6-8 shitake mushrooms, sliced
1 quart of water
Get out a nice stainless steel pot and place the kombu, mushrooms and ginger in it. Cover with the water and soak for 30 minutes. (No heat) Set the saucepan over mediumish heat until the water just starts to boil. Remove the seaweed and keep the ginger in it and simmer for about 10-15 minutes. When it is cool, pour the liquid through a fine mesh strainer or 2 layers of cheesecloth and into a bowl. Ta daaa! You have Dana dashi. That wasn’t hard, was it? Store it in the fridge for up to 1 week. Compost the strained out stuff.
- 1.5 cups of dashi or chicken stock
- 1 tablespoon of sake(or use a white wine)
- A pinch of coconut sugar
- 2 teaspoons of coconut aminos
- ¼ teaspoon of sesame oil
- 1 tablespoon of finely grated fresh ginger root
- 3 large eggs
- ½ cup of fresh shelled peas
- OR ½ cup of frozen peas
- OR 1 cup of chopped fresh pea pods
- ¾ cup of baby shrimp, cooked
- ½ cup of chopped shitake mushrooms
- 2 green onions, thinly sliced
- Pick out 4 small heat proof bowls of ramekins to make your Chawan Mushi and turn on the oven to 375 degrees. In a medium mixing bowl, combine dashi stock, 1 tablespoon of sake and sugar in a bowl and stir till the sugar is dissolved. Add the soy sauce, sesame oil and the ginger and mix some more. Measure out 4 tablespoons of this mix into a small cup and set it aside for now.

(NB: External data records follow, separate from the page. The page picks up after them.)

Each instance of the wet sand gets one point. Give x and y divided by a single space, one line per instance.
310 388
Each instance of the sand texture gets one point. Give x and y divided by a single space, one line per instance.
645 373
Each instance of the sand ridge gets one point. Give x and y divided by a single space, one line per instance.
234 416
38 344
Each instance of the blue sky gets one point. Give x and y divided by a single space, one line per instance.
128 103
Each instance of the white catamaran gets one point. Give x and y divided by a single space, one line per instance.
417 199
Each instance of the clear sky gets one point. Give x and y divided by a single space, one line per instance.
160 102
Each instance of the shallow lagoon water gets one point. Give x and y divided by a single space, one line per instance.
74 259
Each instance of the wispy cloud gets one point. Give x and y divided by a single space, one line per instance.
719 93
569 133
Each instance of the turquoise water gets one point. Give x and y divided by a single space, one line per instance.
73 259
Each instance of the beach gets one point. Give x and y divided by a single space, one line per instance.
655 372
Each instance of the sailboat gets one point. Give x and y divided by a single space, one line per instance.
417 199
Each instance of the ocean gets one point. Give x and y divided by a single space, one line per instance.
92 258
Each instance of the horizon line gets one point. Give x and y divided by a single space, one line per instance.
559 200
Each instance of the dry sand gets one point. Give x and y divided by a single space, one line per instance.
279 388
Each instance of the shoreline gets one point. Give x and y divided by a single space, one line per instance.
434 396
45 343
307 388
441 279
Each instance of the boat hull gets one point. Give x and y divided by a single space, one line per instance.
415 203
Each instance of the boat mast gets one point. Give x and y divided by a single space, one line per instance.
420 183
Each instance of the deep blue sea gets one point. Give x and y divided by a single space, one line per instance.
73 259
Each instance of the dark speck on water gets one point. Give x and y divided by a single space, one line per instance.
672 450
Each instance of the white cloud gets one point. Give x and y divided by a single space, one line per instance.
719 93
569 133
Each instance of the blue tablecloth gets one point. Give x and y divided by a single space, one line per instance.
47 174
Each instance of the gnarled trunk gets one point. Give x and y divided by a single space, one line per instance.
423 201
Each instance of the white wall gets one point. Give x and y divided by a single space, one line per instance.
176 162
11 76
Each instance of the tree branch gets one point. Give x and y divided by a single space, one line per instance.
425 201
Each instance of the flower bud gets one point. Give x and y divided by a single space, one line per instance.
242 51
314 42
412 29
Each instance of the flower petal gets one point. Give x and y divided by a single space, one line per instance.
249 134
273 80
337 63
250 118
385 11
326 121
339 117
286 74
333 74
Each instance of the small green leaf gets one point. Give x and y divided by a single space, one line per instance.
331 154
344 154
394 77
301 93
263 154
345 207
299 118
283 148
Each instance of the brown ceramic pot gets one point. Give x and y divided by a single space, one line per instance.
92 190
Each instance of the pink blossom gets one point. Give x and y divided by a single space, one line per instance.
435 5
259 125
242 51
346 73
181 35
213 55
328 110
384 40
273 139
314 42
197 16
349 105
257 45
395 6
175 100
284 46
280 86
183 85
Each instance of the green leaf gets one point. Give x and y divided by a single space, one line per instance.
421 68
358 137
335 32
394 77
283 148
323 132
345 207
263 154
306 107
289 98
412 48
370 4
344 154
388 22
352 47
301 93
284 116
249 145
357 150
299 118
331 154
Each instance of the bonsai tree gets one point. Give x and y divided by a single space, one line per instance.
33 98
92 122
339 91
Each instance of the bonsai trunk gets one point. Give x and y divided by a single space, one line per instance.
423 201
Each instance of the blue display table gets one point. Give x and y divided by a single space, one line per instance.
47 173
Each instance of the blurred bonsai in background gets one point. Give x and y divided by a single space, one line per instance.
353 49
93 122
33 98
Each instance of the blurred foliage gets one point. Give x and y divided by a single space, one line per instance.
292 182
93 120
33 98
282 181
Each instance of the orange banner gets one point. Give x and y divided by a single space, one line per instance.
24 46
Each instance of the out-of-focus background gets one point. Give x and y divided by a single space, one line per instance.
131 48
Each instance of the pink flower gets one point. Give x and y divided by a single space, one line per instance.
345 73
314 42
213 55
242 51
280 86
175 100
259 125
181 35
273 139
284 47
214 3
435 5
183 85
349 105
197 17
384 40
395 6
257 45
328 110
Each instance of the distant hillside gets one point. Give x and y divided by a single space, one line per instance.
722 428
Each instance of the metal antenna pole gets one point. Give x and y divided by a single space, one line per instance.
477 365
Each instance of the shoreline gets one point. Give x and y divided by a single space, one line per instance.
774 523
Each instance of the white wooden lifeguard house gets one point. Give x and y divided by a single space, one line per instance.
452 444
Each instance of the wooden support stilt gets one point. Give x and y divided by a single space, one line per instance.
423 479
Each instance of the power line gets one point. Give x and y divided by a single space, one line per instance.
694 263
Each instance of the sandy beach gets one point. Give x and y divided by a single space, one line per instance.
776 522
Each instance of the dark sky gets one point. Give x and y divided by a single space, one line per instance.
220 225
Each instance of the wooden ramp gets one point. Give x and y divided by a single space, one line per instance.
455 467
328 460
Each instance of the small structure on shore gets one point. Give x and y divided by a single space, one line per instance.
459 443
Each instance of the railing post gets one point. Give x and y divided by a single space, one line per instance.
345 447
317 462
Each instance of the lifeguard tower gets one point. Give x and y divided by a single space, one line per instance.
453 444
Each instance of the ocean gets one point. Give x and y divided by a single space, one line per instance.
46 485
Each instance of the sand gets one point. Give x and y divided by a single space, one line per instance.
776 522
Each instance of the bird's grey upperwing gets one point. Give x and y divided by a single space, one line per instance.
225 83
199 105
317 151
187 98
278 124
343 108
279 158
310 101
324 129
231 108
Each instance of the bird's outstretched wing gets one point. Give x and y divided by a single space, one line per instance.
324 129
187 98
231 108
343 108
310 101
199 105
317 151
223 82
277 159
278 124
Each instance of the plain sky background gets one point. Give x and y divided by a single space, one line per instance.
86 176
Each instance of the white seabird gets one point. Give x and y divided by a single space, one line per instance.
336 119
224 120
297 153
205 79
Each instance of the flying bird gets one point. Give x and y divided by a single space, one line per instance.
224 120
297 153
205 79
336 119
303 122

- Gently whisk the eggs up in a bowl. Do this so gently that you do not create any bubbles in it. Gently stir the bulk of the dashi mixture into the eggs. Divide the peas, shrimp, mushrooms and green onions among your four ramekins, saving out some for garnishes. Pour the egg mixture over the veggie-shrimp mixture.
- Get out a rectangle glass baking dish (9×13 works) and set the ramekins in there. Set in the oven and fill the baking dish with water till is about halfway of the ramekins. Bake at 375 for 5 minutes then turn the heat down to 325 and bake for 25 minutes and check for doneness. The custard is set when it is still quite jiggly and if you poke it with a toothpick or knife it produced clear dashi like fuild. If it isn’t quite done yet, keep baking and checking every 5 minutes so you don’t overcook it. Garnish with the saved veggies and shrimp then add one tablespoon per ramekin of the reserved dashi mix and serve up with a smile.